If your cluster doesn't start up, please first make sure your configurations file is valid (-ch). If it is not, try to modify the configurations file to make it valid. Use -v or -vv to get a more verbose output, so you can find the issue faster. Also double check if you have sufficient permissions to access the project. If you can't make your configurations file valid, please contact a developer. If that's the case, please contact a developer and/or manually check if your quotas are exceeded. Some quotas can currently not be checked by bibigrid.

Whenever you contact a developer, please send your logfile along.

Documentation

If you would like to learn more about BiBiGrid please follow a fitting link:

Differences to old Java BiBiGrid * BiBiGrid no longer uses RC- but cloud.yaml-files for cloud-specification data. Environment variables are no longer used (or supported). See [Cloud Specification Data](documentation/markdown/features/cloud_specification_data.md). * BiBiGrid has a largely reworked configurations file, because BiBiGrid core supports multiple providers this step was necessary. See [Configuration](documentation/markdown/features/configuration.md) * BiBiGrid currently only implements the provider OpenStack. * BiBiGrid only starts the master and will dynamically start workers using slurm when they are needed.
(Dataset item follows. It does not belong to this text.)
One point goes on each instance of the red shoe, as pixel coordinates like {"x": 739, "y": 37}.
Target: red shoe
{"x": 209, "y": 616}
Workers are powered down once they are not used for a longer period. * BiBiGrid lays the foundation for clusters that are spread over multiple providers, but Hybrid Clouds aren't fully implemented yet.

Development

Development-Guidelines

https://github.com/BiBiServ/Development-Guidelines

On implementing concrete providers

New concrete providers can be implemented very easily. Just copy the provider.py file and implement all methods for your cloud-provider. Also inherit from the provider class. After that add your provider to the providerHandler lists; giving it a associated name for the configuration files. By that, your provider is automatically added to BiBiGrid's tests and regular execution. By testing your provider first, you will see whether all provider methods are implemented as expected.